METHOD Subcommand (LOGISTIC REGRESSION command)
METHOD indicates how the independent variables enter the model. The specification is the METHOD subcommand followed by a single method keyword. The keyword METHOD can be omitted. Optionally, specify the independent variables and interactions for which the method is to be used. Use the keyword BY between variable names of an interaction term.
- If no variable list is specified, or if the keyword ALL is used, all of the independent variables following the keyword WITH on the VARIABLES subcommand are eligible for inclusion in the model.
- If no METHOD subcommand is specified, the default method is ENTER.
- Variables that are specified on CATEGORICAL are replaced by sets of contrast variables. The set of contrast variables associated with a categorical variable is entered or removed from the model as a single step.
- Any number of METHOD subcommands can appear in a Logistic Regression procedure. METHOD subcommands are processed in the order in which they are specified. Each method starts with the results from the previous method. If BSTEP is used, all remaining eligible variables are entered at the first step. All variables are then eligible for entry and removal unless they have been excluded from the METHOD variable list.
- The beginning model for the first METHOD subcommand is either the constant variable (by default or if NOORIGIN is specified) or an empty model (if ORIGIN is specified).
The available METHOD keywords are as follows:
ENTER. Forced entry. All variables are entered in a single step. This setting is the default if the METHOD subcommand is omitted.
FSTEP. Forward stepwise. The variables (or interaction terms) that are specified on FSTEP are tested for entry into the model one by one, based on the significance level of the score statistic. The variable with the smallest significance less than PIN is entered into the model. After each entry, variables that are already in the model are tested for possible removal, based on the significance of the conditional statistic, the Wald statistic, or the likelihood-ratio criterion. The variable with the largest probability greater than the specified POUT value is removed, and the model is reestimated. Variables in the model are then evaluated again for removal. When no more variables satisfy the removal criterion, covariates that are not in the model are evaluated for entry. Model building stops when no more variables meet entry or removal criteria or when the current model is the same as a previous model.

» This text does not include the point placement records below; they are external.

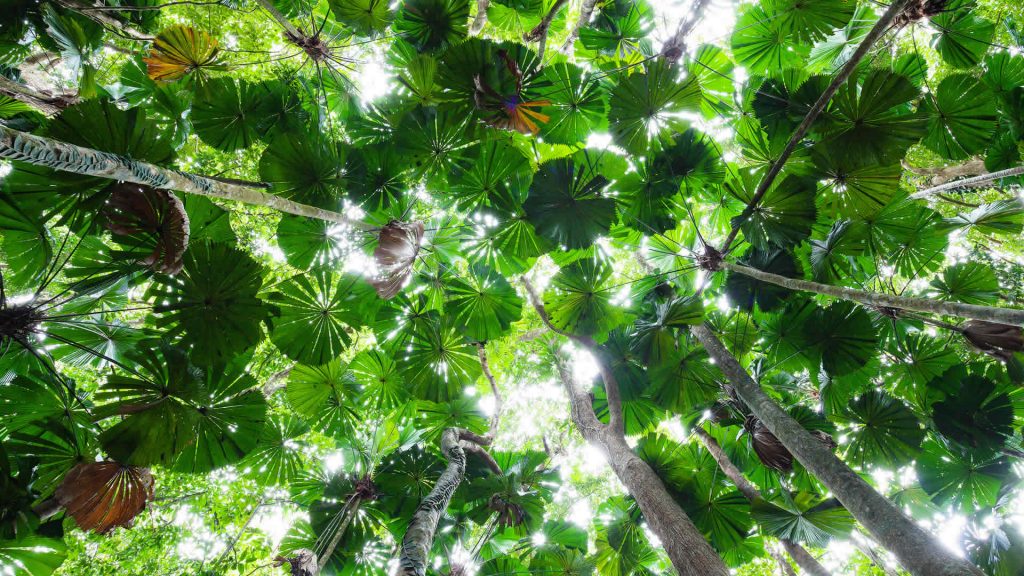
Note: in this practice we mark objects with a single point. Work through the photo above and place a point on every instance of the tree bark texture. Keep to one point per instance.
(40, 151)
(420, 534)
(481, 17)
(804, 560)
(689, 552)
(918, 550)
(1012, 317)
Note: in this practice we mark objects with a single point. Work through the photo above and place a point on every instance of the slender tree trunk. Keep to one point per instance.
(107, 21)
(943, 174)
(918, 550)
(420, 534)
(481, 352)
(43, 103)
(586, 10)
(349, 510)
(1011, 317)
(23, 147)
(804, 560)
(970, 182)
(880, 28)
(689, 552)
(481, 17)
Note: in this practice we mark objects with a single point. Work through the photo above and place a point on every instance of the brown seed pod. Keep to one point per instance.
(398, 243)
(101, 496)
(997, 340)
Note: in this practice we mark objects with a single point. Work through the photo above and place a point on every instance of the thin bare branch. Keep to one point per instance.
(880, 28)
(969, 182)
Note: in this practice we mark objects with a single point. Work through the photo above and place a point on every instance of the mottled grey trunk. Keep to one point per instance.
(23, 147)
(804, 560)
(969, 182)
(686, 547)
(918, 550)
(481, 17)
(878, 31)
(1012, 317)
(420, 534)
(105, 21)
(689, 552)
(348, 512)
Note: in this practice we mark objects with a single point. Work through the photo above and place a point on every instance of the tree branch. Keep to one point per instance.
(611, 388)
(40, 151)
(916, 549)
(586, 10)
(969, 182)
(880, 28)
(540, 32)
(942, 174)
(481, 353)
(675, 47)
(1013, 317)
(481, 17)
(107, 21)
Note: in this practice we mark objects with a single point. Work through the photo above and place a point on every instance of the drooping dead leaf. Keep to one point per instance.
(101, 496)
(154, 217)
(770, 450)
(997, 340)
(397, 247)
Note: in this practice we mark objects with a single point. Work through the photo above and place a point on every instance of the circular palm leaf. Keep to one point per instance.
(101, 496)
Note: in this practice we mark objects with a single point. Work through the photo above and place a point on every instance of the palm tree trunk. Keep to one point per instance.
(879, 30)
(689, 552)
(918, 550)
(1011, 317)
(107, 21)
(420, 534)
(43, 103)
(969, 182)
(804, 560)
(23, 147)
(349, 511)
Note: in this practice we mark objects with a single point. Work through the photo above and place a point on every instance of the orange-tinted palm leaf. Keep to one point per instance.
(101, 496)
(180, 50)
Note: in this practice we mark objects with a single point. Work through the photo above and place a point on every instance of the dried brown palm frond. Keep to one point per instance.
(101, 496)
(154, 217)
(398, 244)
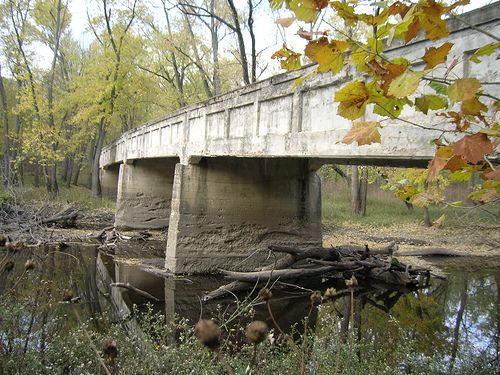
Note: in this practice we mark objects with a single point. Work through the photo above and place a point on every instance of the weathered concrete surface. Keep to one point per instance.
(109, 181)
(225, 209)
(144, 194)
(272, 118)
(253, 185)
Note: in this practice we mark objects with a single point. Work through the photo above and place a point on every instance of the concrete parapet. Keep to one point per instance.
(144, 193)
(225, 210)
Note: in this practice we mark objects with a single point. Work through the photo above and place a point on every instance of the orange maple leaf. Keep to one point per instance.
(473, 147)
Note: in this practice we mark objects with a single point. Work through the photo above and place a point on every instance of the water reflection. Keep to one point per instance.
(456, 317)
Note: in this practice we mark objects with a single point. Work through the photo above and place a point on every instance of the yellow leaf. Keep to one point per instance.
(473, 107)
(345, 11)
(405, 84)
(363, 132)
(439, 222)
(486, 50)
(431, 20)
(426, 102)
(328, 55)
(463, 89)
(285, 22)
(288, 59)
(307, 10)
(353, 98)
(435, 56)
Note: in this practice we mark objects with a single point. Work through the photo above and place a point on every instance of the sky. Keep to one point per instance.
(269, 39)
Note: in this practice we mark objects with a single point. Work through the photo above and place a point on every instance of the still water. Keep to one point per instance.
(458, 314)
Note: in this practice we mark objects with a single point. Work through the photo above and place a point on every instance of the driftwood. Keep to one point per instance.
(66, 217)
(135, 290)
(431, 251)
(358, 260)
(270, 276)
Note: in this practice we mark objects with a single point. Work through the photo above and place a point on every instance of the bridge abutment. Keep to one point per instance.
(226, 209)
(144, 193)
(109, 181)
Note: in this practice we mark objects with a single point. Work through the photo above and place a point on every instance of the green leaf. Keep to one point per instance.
(463, 89)
(276, 4)
(328, 55)
(405, 84)
(307, 10)
(440, 88)
(426, 102)
(353, 98)
(486, 50)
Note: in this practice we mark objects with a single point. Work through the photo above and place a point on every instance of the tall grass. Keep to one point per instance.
(384, 210)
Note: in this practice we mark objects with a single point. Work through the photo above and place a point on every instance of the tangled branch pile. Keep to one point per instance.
(337, 262)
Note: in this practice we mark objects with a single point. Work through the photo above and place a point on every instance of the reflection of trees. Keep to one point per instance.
(458, 322)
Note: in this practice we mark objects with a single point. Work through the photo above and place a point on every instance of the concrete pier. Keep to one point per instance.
(144, 193)
(225, 209)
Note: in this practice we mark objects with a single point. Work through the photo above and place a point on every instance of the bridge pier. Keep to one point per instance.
(144, 193)
(226, 209)
(109, 181)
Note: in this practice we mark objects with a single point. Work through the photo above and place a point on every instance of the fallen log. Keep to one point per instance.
(270, 276)
(66, 217)
(334, 253)
(135, 290)
(238, 286)
(431, 251)
(354, 259)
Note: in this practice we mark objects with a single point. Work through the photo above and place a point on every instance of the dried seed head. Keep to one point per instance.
(256, 331)
(208, 333)
(29, 265)
(352, 282)
(316, 297)
(110, 349)
(265, 294)
(330, 292)
(67, 295)
(9, 266)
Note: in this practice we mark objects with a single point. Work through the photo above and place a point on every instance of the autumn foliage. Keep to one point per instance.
(387, 85)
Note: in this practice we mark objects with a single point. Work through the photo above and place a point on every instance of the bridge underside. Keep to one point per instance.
(220, 210)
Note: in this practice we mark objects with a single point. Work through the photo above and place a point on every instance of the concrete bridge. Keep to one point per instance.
(235, 173)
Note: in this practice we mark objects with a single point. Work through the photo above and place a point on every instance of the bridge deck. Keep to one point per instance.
(272, 118)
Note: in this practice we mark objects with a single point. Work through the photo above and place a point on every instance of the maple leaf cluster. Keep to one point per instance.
(391, 84)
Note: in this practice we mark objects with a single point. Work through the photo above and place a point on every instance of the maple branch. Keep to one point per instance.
(472, 26)
(411, 122)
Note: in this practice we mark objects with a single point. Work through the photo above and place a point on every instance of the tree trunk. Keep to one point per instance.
(37, 174)
(6, 147)
(54, 186)
(96, 183)
(215, 51)
(241, 42)
(77, 174)
(355, 198)
(64, 174)
(363, 191)
(69, 172)
(252, 38)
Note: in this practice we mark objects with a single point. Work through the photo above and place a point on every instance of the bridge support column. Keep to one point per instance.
(109, 181)
(225, 210)
(144, 194)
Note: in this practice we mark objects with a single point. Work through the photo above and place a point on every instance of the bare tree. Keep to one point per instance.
(116, 41)
(232, 23)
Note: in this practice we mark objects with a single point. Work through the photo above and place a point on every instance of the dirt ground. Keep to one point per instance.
(474, 241)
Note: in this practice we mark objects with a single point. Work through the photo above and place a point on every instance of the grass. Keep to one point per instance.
(77, 195)
(384, 210)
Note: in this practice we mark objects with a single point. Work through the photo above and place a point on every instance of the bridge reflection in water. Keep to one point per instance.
(451, 314)
(451, 317)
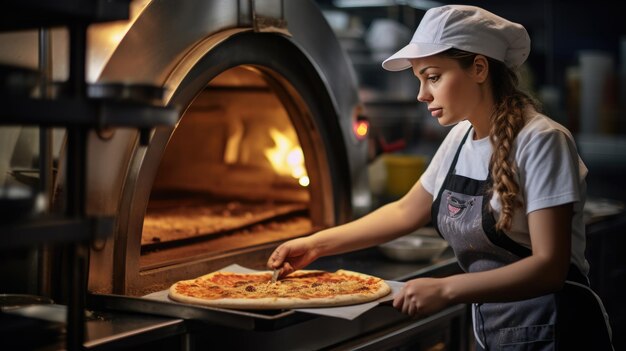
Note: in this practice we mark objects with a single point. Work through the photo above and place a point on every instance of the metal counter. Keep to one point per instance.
(106, 329)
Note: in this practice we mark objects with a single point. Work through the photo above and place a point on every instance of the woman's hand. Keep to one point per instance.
(421, 297)
(293, 255)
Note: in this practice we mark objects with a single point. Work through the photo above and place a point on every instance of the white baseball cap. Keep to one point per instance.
(467, 28)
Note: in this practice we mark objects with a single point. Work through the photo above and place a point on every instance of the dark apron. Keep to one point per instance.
(570, 319)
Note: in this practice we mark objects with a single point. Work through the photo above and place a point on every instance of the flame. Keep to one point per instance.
(287, 157)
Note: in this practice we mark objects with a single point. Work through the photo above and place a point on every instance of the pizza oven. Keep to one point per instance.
(264, 149)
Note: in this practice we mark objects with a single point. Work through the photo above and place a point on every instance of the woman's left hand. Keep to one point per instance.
(421, 297)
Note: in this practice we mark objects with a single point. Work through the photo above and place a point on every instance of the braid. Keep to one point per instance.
(506, 122)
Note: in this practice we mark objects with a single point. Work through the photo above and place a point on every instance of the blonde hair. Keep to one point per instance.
(506, 122)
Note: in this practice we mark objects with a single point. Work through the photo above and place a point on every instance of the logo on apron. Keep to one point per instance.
(456, 206)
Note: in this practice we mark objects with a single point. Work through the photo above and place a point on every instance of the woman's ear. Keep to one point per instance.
(480, 68)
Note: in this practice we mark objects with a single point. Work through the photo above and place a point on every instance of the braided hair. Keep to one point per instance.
(506, 122)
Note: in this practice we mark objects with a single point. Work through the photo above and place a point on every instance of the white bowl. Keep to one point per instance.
(414, 247)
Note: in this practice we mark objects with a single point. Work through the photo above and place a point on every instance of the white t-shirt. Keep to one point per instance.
(550, 173)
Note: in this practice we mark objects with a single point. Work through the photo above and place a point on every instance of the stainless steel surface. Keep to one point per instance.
(414, 247)
(193, 42)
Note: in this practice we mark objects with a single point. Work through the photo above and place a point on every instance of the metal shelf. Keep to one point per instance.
(53, 229)
(87, 112)
(25, 14)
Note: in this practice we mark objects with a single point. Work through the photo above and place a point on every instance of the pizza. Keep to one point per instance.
(303, 288)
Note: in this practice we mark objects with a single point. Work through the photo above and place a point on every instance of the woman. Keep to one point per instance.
(506, 189)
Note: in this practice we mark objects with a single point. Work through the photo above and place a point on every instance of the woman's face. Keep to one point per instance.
(452, 93)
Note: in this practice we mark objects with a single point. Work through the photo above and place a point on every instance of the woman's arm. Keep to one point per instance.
(542, 272)
(388, 222)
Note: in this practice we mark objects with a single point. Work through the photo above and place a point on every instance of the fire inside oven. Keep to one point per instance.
(233, 175)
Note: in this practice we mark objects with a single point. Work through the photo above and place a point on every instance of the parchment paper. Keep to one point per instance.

BSTEP. Backward stepwise. As a first step, the variables (or interaction terms) that are specified on BSTEP are entered into the model together and are tested for removal one by one. Stepwise removal and entry then follow the same process as described for FSTEP until no more variables meet entry or removal criteria or when the current model is the same as a previous model.

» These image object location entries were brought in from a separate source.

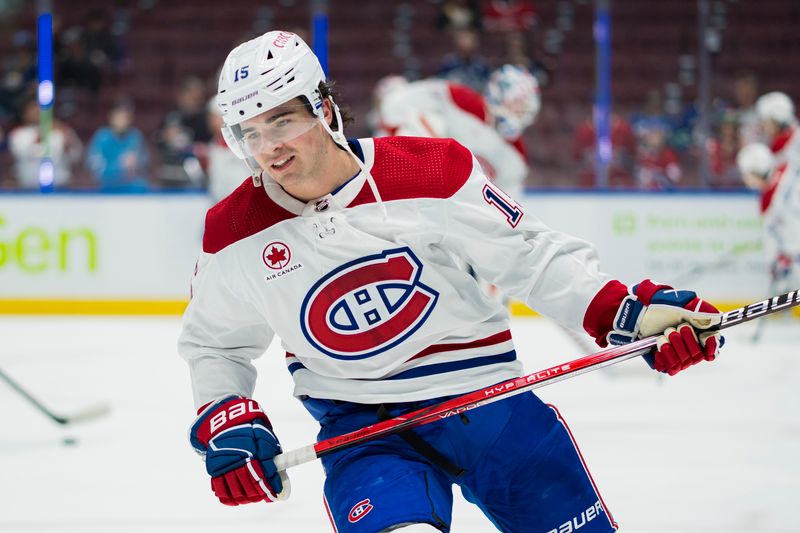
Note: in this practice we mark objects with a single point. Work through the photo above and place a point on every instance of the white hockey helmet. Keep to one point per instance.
(776, 106)
(264, 73)
(513, 97)
(755, 158)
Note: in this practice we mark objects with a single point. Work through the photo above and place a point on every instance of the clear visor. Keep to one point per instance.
(265, 132)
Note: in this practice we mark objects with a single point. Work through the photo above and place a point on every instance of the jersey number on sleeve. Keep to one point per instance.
(511, 210)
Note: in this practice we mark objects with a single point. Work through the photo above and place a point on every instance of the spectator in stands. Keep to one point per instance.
(465, 65)
(74, 67)
(459, 15)
(5, 161)
(623, 142)
(27, 149)
(103, 48)
(745, 92)
(117, 156)
(190, 110)
(183, 134)
(509, 15)
(225, 170)
(651, 116)
(18, 72)
(657, 165)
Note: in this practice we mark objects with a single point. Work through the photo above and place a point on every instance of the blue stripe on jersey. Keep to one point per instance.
(440, 368)
(294, 367)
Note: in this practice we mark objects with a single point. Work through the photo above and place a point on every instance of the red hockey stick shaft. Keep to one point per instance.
(511, 387)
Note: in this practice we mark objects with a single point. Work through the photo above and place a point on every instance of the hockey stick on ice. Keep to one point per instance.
(88, 413)
(509, 388)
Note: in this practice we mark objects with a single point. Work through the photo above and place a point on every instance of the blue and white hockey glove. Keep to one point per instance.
(236, 439)
(618, 315)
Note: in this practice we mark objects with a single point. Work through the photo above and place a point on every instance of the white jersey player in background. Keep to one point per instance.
(344, 250)
(489, 125)
(779, 185)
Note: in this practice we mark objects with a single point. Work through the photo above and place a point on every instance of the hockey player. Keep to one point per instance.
(779, 185)
(775, 111)
(344, 250)
(490, 127)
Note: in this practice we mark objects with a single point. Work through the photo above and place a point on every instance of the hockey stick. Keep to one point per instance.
(512, 387)
(89, 413)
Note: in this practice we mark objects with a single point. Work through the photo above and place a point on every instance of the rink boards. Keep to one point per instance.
(134, 254)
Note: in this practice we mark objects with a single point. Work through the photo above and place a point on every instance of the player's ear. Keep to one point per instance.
(327, 111)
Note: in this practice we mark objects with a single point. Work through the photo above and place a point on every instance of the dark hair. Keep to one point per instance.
(328, 90)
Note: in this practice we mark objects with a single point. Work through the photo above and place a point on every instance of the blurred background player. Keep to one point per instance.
(344, 250)
(778, 122)
(117, 156)
(779, 185)
(490, 125)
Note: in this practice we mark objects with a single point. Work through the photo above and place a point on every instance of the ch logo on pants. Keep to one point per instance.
(367, 306)
(359, 511)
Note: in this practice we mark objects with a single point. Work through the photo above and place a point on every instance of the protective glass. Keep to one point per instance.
(259, 136)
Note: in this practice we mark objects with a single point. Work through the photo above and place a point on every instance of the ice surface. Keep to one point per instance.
(711, 450)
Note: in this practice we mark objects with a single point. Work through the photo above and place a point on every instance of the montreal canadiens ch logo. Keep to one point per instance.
(359, 511)
(367, 306)
(276, 255)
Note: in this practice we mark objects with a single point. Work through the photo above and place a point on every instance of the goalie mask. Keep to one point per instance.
(512, 94)
(260, 75)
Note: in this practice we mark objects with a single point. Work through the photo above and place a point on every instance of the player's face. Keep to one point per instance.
(291, 146)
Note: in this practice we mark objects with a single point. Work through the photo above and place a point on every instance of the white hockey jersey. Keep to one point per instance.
(369, 304)
(438, 108)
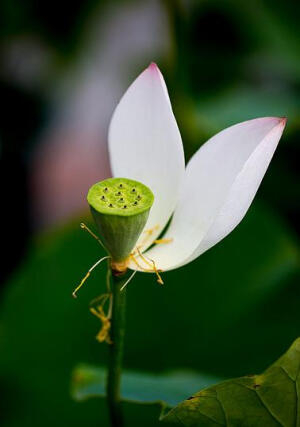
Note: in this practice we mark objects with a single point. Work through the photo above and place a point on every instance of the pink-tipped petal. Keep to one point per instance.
(145, 145)
(220, 183)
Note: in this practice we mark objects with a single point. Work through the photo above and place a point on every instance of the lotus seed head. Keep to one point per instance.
(105, 198)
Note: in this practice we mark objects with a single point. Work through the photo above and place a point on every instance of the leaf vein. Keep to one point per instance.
(262, 403)
(222, 407)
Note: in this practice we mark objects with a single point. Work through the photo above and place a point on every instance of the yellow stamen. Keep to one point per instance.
(129, 280)
(159, 279)
(87, 275)
(103, 334)
(81, 283)
(150, 263)
(163, 241)
(85, 227)
(148, 234)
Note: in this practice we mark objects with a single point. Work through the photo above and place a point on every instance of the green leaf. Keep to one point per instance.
(229, 312)
(168, 389)
(266, 400)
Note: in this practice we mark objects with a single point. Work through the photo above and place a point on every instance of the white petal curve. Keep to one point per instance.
(145, 145)
(221, 181)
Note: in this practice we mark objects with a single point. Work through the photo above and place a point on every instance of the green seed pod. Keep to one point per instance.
(120, 208)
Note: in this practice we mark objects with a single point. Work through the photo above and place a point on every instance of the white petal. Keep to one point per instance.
(145, 145)
(220, 183)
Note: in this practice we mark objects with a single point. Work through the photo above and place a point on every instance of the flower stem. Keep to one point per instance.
(116, 351)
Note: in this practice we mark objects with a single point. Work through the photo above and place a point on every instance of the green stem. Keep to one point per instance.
(117, 333)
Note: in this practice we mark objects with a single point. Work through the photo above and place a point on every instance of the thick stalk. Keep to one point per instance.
(117, 333)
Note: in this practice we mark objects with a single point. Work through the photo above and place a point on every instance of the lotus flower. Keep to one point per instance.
(206, 199)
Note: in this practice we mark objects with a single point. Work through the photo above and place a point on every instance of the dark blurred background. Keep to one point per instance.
(63, 68)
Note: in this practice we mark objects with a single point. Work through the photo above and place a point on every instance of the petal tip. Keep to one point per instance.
(153, 67)
(282, 121)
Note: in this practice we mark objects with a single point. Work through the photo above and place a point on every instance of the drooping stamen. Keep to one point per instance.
(163, 241)
(85, 227)
(103, 334)
(87, 275)
(128, 280)
(150, 263)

The statistic that is used in the test for removal can be specified by an additional keyword in parentheses following FSTEP or BSTEP. If FSTEP or BSTEP is specified by itself, the default is COND.
COND. Conditional statistic. This setting is the default if FSTEP or BSTEP is specified by itself.
WALD. Wald statistic. The removal of a variable from the model is based on the significance of the Wald statistic.
LR. Likelihood ratio. The removal of a variable from the model is based on the significance of the change in the log-likelihood. If LR is specified, the model must be reestimated without each of the variables in the model. This process can substantially increase computational time. However, the likelihood-ratio statistic is the best criterion for deciding which variables are to be removed.
Example
LOGISTIC REGRESSION
VARIABLES = PROMOTED WITH AGE JOBTIME JOBRATE RACE SEX AGENCY
/CATEGORICAL RACE SEX AGENCY
/METHOD ENTER AGE JOBTIME
/METHOD BSTEP (LR) RACE SEX JOBRATE AGENCY.
- AGE, JOBTIME, JOBRATE, RACE, SEX, and AGENCY are specified as independent variables. RACE, SEX, and AGENCY are specified as categorical independent variables.
- The first METHOD subcommand enters AGE and JOBTIME into the model.
- Variables in the model at the termination of the first METHOD subcommand are included in the model at the beginning of the second METHOD subcommand.
- The second METHOD subcommand adds the variables RACE, SEX, JOBRATE, and AGENCY to the previous model.
- Backward stepwise logistic regression analysis is then done with only the variables on the BSTEP variable list tested for removal by using the LR statistic.
- The procedure continues until all variables from the BSTEP variable list have been removed or the removal of a variable will not result in a decrease in the log-likelihood with a probability larger than POUT.